Like all works of art – and especially public, outdoor works – "Tripes," which is made of black painted steel, requires some preservation work. The weather had taken its toll and some of the black paint was lifting around the bolts that connect the sculpture's pieces.
The preservation work provided a unique opportunity for students in the College of Arts & Sciences taking art history professor Elizabeth Hutton Turner's seminar on Calder to witness first-hand the process and issues involved in restoration work. They visited the foundry to witness firsthand the restoration process. The sculpture was disassembled and pieces were in various states of restoration. Some were taken down to the bare metal while others were painted and drying.
Calder was constructing a new mechanism for perceiving conjunctions of space and movement in the world.
"What we learned ... is just how precise and beautiful the demand of this kind of mechanism is; namely, that the form and color become one, so that the contours move the eye and interact with the light at all times of the day and that we become cognizant of the forces of movement and gravity that are all around us," said Turner, a Calder expert and vice provost for the arts.
The visit was "essential for understanding Calder's art," she said. "He was working in a new kind of process with new materials. It was an opportunity to gain new insights into how he shaped and used steel. He was creating a new definition of what sculpture is and what it can be."
Educated as an engineer before he studied at the Arts Students League in New York, Calder embraced materials that are ubiquitous today, but were mainly relegated to the building and industrial uses at the time.
"The sculpture is made of materials of our built environment. You come to see that steel can be made to perform all kinds of structural things," Turner said.
Third-year English and art history student Nejla Izadi appreciated "the opportunity to see the work as we normally do not see it," she said.
With the sculpture completely disassembled, each piece suspended – even the nuts and bolts – the students began to glimpse Calder's process and how he thought about the separate elements and their ultimate relationship to each other.
"Seeing the work disassembled, you can see more about how Calder put it together and created the sculpture," third-year art history and economics major Christina Theodore said. "That's important as a student of Calder."
"Restoration is not something you normally hear about in an art history class," Theodore said. "It was a good overview of an important aspect of art history: keeping the works intact."
The students learned about the level of care and detail that goes into restoring a work of art.
When the students met with Mack, the conservator, she talked with them about the chemical process of stripping down the steel and repainting the artwork.
The steel surface was repainted with a durable type of matte paint used for military camouflage that Mack had researched extensively while working at the National Gallery of Art in Washington.
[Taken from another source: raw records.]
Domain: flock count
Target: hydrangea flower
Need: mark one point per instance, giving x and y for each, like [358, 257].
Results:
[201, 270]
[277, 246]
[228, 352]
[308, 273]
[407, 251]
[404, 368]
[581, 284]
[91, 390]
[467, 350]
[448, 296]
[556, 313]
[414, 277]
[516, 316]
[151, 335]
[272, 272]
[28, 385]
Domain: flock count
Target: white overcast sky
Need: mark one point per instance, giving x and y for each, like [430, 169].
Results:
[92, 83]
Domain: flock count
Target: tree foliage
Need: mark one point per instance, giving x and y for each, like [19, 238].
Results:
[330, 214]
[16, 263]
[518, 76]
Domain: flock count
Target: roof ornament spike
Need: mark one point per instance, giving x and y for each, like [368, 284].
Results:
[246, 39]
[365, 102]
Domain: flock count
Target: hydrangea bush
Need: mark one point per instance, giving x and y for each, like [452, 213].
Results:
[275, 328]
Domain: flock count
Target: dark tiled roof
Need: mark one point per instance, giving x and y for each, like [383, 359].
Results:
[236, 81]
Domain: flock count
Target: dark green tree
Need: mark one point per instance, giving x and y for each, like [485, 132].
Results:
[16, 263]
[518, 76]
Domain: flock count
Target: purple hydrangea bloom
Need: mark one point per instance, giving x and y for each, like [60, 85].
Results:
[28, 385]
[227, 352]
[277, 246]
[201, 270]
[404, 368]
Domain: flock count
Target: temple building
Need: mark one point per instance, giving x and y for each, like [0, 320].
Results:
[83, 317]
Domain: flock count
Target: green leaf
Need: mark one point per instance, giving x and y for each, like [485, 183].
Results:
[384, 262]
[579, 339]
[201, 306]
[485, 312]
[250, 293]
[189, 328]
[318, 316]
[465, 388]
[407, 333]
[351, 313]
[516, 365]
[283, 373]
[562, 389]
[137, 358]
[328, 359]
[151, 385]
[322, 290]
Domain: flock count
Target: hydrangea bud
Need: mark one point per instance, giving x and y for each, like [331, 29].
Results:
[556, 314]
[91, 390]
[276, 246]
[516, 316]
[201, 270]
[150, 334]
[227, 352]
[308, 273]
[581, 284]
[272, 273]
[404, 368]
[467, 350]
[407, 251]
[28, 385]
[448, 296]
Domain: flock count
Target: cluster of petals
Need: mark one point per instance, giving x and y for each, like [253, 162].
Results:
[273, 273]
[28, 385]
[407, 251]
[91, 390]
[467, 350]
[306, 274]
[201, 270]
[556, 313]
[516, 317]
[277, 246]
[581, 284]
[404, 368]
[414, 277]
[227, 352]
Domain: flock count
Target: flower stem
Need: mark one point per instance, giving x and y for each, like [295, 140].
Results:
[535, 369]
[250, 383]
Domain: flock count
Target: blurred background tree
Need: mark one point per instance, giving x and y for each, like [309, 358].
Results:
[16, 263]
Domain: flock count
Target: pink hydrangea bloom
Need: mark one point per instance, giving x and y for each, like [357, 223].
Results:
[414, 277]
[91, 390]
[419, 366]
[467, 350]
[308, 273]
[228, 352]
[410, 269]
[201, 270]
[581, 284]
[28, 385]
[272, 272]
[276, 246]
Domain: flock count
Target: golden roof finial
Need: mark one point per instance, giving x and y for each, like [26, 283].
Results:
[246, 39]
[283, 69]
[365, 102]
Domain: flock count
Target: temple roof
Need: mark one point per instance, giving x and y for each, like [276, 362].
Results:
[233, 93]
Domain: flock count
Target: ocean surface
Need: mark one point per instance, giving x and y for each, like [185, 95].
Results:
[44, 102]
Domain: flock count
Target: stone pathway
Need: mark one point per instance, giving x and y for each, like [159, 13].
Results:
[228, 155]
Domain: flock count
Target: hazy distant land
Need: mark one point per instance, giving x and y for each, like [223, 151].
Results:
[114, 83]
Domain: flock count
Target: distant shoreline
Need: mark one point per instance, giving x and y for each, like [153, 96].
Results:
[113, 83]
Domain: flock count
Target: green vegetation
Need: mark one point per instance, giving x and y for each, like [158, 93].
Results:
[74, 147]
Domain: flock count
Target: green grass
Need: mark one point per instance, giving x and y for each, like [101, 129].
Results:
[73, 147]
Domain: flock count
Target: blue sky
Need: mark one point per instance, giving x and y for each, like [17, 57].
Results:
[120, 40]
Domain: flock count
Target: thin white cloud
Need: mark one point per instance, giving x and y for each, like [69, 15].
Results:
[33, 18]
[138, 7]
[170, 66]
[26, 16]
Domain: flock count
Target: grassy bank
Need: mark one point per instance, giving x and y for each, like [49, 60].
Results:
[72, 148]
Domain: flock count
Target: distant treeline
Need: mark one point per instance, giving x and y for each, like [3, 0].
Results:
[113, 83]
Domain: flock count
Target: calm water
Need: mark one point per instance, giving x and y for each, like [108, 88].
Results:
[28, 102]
She discussed the zinc metalizing and paint adhesion testing involved in the restoration and other science-related issues that had to be considered during the process and helped bring a perspective about what Calder intended when he was creating "Tripes."
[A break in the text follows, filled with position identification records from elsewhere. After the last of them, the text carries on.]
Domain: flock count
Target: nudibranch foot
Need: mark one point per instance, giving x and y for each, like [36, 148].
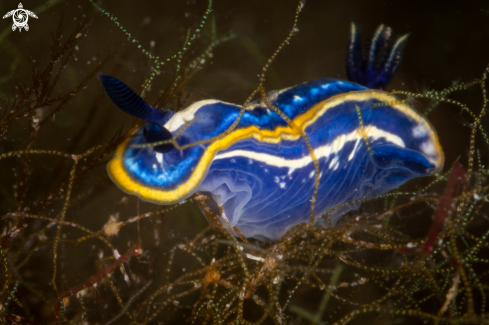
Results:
[260, 173]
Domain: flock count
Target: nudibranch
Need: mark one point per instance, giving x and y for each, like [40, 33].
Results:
[261, 174]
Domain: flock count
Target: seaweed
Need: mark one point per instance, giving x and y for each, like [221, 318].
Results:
[62, 266]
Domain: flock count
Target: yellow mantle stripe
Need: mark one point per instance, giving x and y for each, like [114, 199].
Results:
[121, 177]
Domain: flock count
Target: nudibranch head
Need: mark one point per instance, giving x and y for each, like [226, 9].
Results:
[261, 174]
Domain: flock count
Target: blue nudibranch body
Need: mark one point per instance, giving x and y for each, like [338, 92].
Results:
[261, 174]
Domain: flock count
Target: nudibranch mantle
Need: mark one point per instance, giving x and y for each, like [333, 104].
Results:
[261, 174]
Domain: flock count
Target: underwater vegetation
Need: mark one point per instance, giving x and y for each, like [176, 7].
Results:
[77, 250]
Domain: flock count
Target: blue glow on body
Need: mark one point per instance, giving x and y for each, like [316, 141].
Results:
[261, 173]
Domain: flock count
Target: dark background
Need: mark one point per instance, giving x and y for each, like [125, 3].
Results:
[448, 44]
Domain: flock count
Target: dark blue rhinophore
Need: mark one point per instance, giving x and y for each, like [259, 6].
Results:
[258, 168]
[376, 69]
[131, 103]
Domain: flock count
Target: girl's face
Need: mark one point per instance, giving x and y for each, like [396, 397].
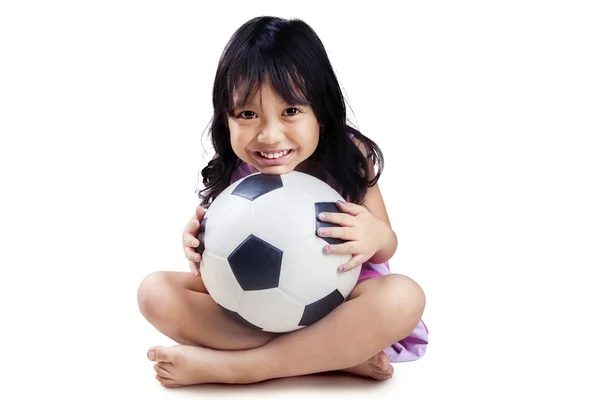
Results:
[272, 135]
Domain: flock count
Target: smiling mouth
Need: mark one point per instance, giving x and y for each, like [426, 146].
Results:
[273, 155]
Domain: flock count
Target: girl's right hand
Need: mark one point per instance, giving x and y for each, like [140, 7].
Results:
[191, 242]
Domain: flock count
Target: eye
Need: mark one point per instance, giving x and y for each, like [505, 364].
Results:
[290, 112]
[246, 115]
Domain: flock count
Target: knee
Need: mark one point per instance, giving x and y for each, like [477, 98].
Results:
[153, 296]
[403, 297]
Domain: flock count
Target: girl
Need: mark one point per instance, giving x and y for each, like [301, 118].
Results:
[277, 108]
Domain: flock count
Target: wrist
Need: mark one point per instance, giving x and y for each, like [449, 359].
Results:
[388, 247]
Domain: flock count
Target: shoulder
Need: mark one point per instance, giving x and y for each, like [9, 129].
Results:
[373, 199]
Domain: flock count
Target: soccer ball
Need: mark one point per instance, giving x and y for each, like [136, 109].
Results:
[262, 260]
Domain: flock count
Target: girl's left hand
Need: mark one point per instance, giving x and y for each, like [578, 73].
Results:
[364, 233]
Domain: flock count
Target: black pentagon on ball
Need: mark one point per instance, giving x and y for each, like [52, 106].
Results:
[256, 264]
[255, 186]
[329, 207]
[238, 318]
[320, 308]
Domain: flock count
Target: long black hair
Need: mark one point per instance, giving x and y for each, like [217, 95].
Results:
[289, 56]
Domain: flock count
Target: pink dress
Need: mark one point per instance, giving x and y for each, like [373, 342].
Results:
[410, 348]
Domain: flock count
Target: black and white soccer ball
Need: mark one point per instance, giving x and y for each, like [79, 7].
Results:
[262, 260]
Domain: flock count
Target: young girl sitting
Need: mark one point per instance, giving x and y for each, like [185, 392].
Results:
[278, 107]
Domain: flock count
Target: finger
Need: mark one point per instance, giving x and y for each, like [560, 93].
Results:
[350, 208]
[200, 213]
[344, 233]
[191, 229]
[191, 254]
[354, 262]
[344, 248]
[342, 219]
[190, 241]
[194, 268]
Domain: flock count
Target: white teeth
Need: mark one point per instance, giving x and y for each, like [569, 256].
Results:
[274, 155]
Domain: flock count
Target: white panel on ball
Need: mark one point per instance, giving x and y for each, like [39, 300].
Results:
[232, 218]
[307, 274]
[315, 189]
[346, 280]
[271, 309]
[282, 218]
[217, 275]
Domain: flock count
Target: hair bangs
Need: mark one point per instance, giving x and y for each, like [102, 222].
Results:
[246, 77]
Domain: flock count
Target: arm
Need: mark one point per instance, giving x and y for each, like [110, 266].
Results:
[376, 206]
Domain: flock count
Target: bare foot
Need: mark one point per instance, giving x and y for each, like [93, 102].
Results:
[377, 367]
[189, 365]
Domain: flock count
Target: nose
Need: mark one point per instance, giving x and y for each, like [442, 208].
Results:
[270, 134]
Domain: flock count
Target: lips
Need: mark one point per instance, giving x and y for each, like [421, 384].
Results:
[274, 154]
[273, 157]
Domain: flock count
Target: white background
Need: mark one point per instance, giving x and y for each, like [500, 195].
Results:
[488, 115]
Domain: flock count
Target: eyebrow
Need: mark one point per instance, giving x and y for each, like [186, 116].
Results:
[238, 104]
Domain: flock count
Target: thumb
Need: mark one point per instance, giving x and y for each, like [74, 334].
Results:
[158, 353]
[350, 208]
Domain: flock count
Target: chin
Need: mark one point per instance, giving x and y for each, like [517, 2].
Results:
[275, 169]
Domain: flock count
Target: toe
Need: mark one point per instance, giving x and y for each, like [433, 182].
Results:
[161, 369]
[159, 353]
[383, 361]
[166, 382]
"The students witnessed cutting-edge research," Turner said.
Art history doctoral student Jennifer Stettler Parsons assists Turner with various research projects and accompanied the undergraduates on their visit to the foundry. "The worlds of the conservator and the art historian are very different, and yet overlap and inform each other in crucial ways," she said. "Learning the science behind Calder's materials helps us better understand the reasons for his choices."
Calder's choice of a matte black paint for its non-reflective was intentional, Parsons said.
"The matte quality of the paint gives a flatness which allows it to become part of the environment, something a reflective surface would not," she said. "The shapes disappear and reappear as you move around the piece. From a certain angle it almost disappears completely, an illusionary effect Calder no doubt anticipated. Your perception of it is entirely determined by its environment and your relationship to it in space."
Shape, color, plane and line are major parts of the dynamic perceptual experience Calder created, according to Turner. She plans to add a descriptive plaque near the sculpture that will provide insight into Calder's intentions of how the sculpture plays with the natural environment – the sun and moon and the way it encounters light.
"I want people to understand it as a mechanism for seeing and how it becomes a perceptual tool that increases our understanding of the environment," she said.
For Izadi, witnessing the restoration process has already had changed her perception of art. "I had no idea a black metal sculpture had so much behind it. How much effort went into making it look as Calder intended more than 30 years later," she said. "Now when I look at outdoor art, I appreciate all that goes on to preserve it."